共有会員制リゾートクラブの会員権の売買に関して「説明内容が不統一で、購入者が不測の損害を被るおそれがある」と指摘しています。具体的には、以下の事項が入っています。

* 共有制会員権の取引に関する諸契約(宅地建物売買契約・クラブ入会契約・クラブ規約・施設利用契約等)を表示すること
* 物件の表示については、対象物件の概要、譲渡する権利の種類、1室あたりに換算した会員口数を説明すること
* 計画修繕積立金、管理費用等について説明する際には、クラブ年会費との関係を明示すること
* 会意見の譲渡や契約の解除に関する事項

主として共有制会員権についてのことが多いのですが以上のような項目について列記しておりその他の項目も含めて全部で10項目が挙げられています。このことは、会員権の購入者と施設運営法人との間にトラブルがあったことを示すものです。そのため購入に際しては、疑問点についてよく説明を受けることが必要といえるでしょう。
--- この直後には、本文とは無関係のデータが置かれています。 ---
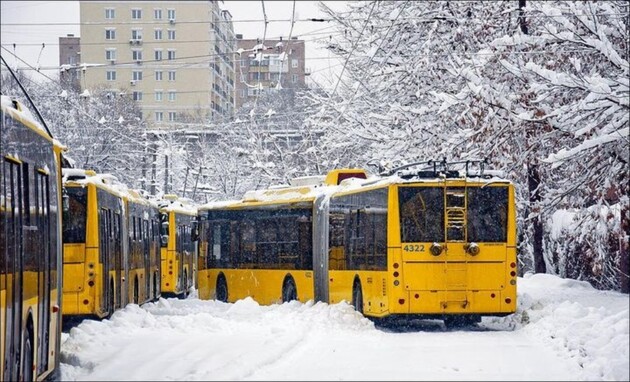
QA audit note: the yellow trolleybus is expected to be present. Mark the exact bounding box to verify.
[198,161,517,326]
[0,95,63,381]
[63,169,160,319]
[159,194,197,298]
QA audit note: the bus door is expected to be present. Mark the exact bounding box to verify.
[144,219,151,304]
[0,160,23,381]
[110,212,125,308]
[175,222,187,292]
[444,181,468,307]
[35,172,51,374]
[99,208,114,314]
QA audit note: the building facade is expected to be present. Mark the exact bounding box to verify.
[80,0,236,127]
[59,34,81,92]
[235,34,308,109]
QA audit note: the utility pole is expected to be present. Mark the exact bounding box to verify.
[518,0,547,273]
[164,154,168,194]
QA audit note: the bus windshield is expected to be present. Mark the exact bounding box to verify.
[467,187,508,243]
[63,187,87,243]
[398,187,444,242]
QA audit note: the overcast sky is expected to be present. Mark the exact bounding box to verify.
[0,0,345,83]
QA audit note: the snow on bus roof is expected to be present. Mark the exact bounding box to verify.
[0,95,52,138]
[198,170,509,210]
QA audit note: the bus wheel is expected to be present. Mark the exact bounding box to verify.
[20,330,33,381]
[153,273,160,301]
[282,277,297,302]
[352,281,363,314]
[215,275,227,302]
[182,271,188,299]
[106,280,116,318]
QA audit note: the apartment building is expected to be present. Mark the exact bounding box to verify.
[80,0,236,127]
[59,34,81,91]
[235,34,309,109]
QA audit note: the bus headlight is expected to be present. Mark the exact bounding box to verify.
[429,243,442,256]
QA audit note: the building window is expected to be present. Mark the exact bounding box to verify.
[105,49,116,61]
[131,50,142,61]
[105,29,116,40]
[131,29,142,40]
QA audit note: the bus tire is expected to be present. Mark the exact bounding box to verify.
[282,276,297,302]
[105,279,116,318]
[153,272,160,301]
[352,279,363,314]
[20,328,33,381]
[214,274,228,302]
[182,271,188,299]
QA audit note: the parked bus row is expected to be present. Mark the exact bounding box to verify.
[0,95,197,381]
[198,161,517,326]
[0,89,517,381]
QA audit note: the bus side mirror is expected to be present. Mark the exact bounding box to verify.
[61,188,70,212]
[190,221,199,241]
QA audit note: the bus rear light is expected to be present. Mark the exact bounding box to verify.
[464,243,480,256]
[429,243,442,256]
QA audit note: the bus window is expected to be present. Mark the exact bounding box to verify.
[398,187,444,243]
[63,187,87,243]
[467,187,508,243]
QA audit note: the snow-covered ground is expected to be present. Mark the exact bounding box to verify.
[61,274,630,381]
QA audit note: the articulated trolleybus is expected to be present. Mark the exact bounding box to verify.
[63,169,160,320]
[159,194,198,298]
[0,95,63,381]
[198,161,517,327]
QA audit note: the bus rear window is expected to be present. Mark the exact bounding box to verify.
[398,187,444,243]
[467,187,508,243]
[63,187,87,243]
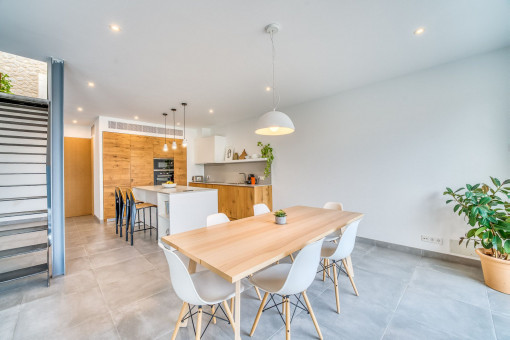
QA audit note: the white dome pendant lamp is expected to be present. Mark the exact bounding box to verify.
[163,113,168,152]
[255,24,295,136]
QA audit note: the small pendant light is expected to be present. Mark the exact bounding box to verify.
[181,103,188,148]
[163,113,168,152]
[255,24,295,136]
[172,109,177,150]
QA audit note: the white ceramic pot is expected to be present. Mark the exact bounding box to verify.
[274,216,287,224]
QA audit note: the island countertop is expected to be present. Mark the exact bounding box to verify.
[133,185,216,195]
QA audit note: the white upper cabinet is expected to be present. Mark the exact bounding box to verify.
[195,136,226,164]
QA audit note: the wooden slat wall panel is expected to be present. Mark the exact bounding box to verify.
[103,132,131,187]
[64,137,93,217]
[103,132,187,220]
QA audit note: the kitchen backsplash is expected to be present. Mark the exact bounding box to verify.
[204,162,271,184]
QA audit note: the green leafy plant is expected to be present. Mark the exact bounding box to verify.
[0,73,12,94]
[274,209,287,217]
[443,177,510,261]
[257,142,274,177]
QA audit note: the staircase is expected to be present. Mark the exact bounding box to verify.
[0,93,51,286]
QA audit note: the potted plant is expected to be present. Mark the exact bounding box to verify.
[443,177,510,294]
[274,209,287,224]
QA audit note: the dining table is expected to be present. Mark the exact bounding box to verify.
[161,206,363,340]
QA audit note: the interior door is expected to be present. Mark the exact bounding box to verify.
[64,137,93,217]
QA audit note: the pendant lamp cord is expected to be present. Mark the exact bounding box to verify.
[269,31,280,111]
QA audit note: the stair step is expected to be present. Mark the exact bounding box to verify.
[0,243,48,259]
[0,224,48,237]
[0,210,48,218]
[0,263,48,283]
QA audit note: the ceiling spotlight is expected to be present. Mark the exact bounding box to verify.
[414,27,425,35]
[110,24,120,32]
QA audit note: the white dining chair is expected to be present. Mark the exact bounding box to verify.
[159,243,243,340]
[249,239,324,339]
[207,213,262,302]
[321,220,361,313]
[207,213,230,227]
[253,203,271,216]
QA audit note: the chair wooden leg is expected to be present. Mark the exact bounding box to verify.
[301,291,322,340]
[342,259,359,296]
[333,262,340,314]
[322,259,326,281]
[345,256,354,277]
[195,306,202,340]
[250,292,269,336]
[253,287,262,301]
[172,302,188,340]
[222,301,236,333]
[285,297,290,340]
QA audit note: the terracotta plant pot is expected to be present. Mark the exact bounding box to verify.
[476,248,510,294]
[275,216,287,225]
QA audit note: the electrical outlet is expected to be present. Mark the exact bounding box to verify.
[421,235,443,245]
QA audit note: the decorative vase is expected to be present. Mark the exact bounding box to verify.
[476,248,510,294]
[275,216,287,224]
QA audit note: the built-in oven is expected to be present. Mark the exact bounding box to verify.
[154,158,174,185]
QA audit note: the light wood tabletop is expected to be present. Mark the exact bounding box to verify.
[162,206,363,339]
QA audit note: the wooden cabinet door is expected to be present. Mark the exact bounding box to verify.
[130,135,154,187]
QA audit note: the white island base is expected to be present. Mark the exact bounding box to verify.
[133,185,218,242]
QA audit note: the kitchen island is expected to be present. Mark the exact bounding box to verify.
[133,185,218,242]
[189,182,273,220]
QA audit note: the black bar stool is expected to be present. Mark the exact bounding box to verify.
[126,189,158,245]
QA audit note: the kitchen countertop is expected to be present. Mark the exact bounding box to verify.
[190,182,271,188]
[133,185,216,195]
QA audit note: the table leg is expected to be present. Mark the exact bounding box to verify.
[234,280,241,340]
[179,259,197,328]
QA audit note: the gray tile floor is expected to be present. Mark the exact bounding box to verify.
[0,217,510,340]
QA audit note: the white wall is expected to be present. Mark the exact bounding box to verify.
[64,124,91,138]
[213,48,510,253]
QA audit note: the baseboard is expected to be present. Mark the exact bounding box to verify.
[356,236,480,267]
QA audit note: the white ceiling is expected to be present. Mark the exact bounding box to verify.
[0,0,510,126]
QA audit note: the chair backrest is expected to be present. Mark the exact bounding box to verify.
[159,243,207,306]
[322,202,344,210]
[330,219,361,261]
[277,239,324,295]
[253,203,271,216]
[207,213,230,227]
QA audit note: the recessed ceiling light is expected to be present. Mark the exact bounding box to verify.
[414,27,425,35]
[110,24,120,32]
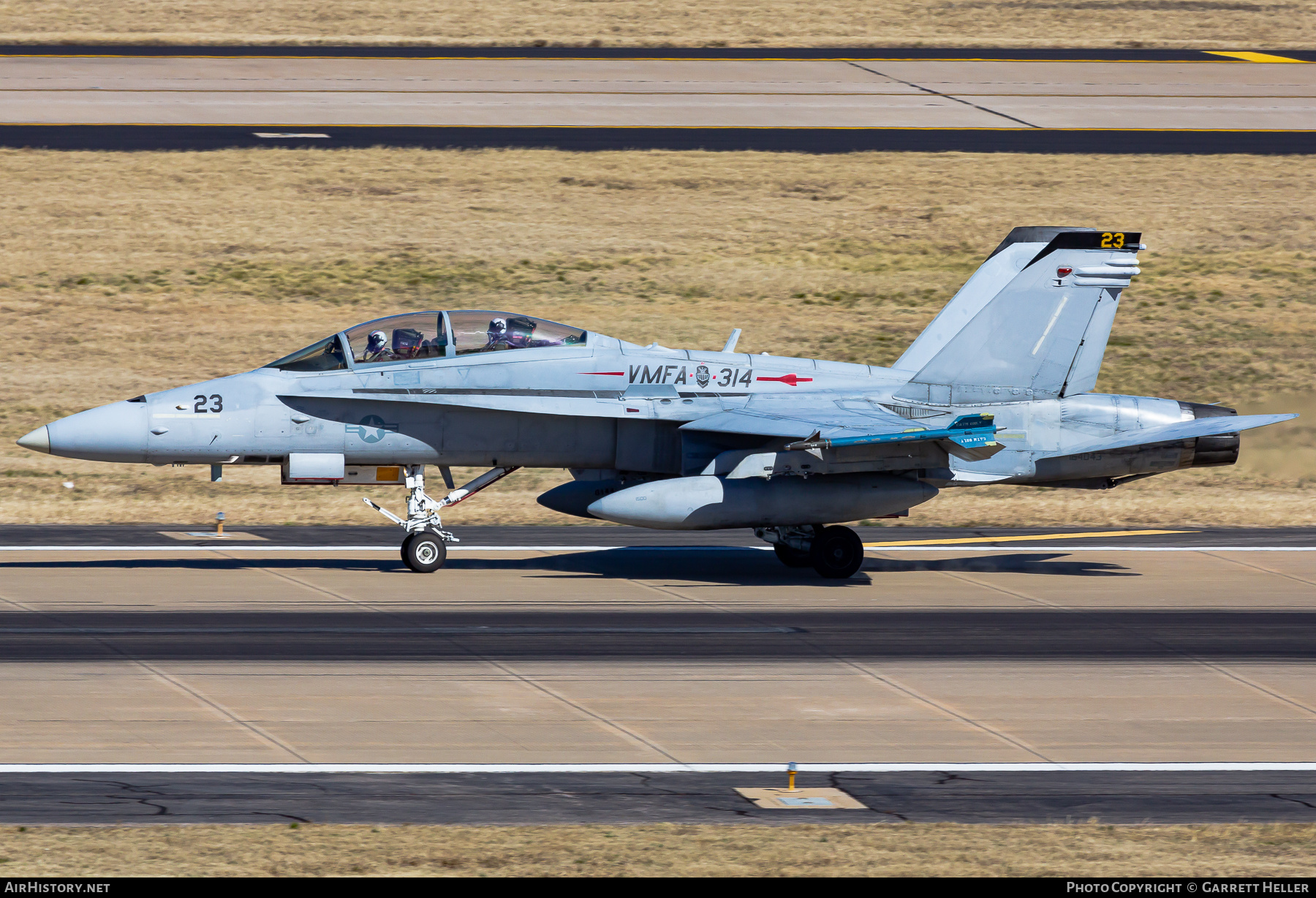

経済性や別荘・リゾートマンションとの比較から考えた場合は?

単に経済性を中心に考えた場合は、計画性を持って少し早めに希望するリゾート地のホテルを予約するのがベターといえます。しかし旅行や休暇の度に利用先のホテルを選ぶ場合は、当日チェックインして指定された部屋のドアを開けて入室、窓を開けて外を見るまでは期待と満足と失望の繰り返しになのではないでしょうか。

ホテルのグレードによっても異なりますが当たりはずれは約50%と見て良いかもしれません。会員制リゾートホテルを利用する場合は、同じホテルの再利用でなくても同じ会員制リゾートホテルであればある程度安心して利用できることは大きなメリットです。別荘やリゾートマンションの初期費用や管理費、固定資産税を考えると会員制リゾートホテルの優位性が出てきます。

最後に共有制は「資産価値が確実」「相続・譲渡ができる」というメリットと「初期支払い額が高額になる」という点がデメリットです。利用権制は、初期支払い額が比較的少ない一方でオンシーズンの部屋の確保について早期が優先されたり権利の継承などで弱点があったりするなど一長一短といえます。この項で基礎知識を得て候補とする施設の説明を受けお試し泊などで体験してから決断するのが賢明です。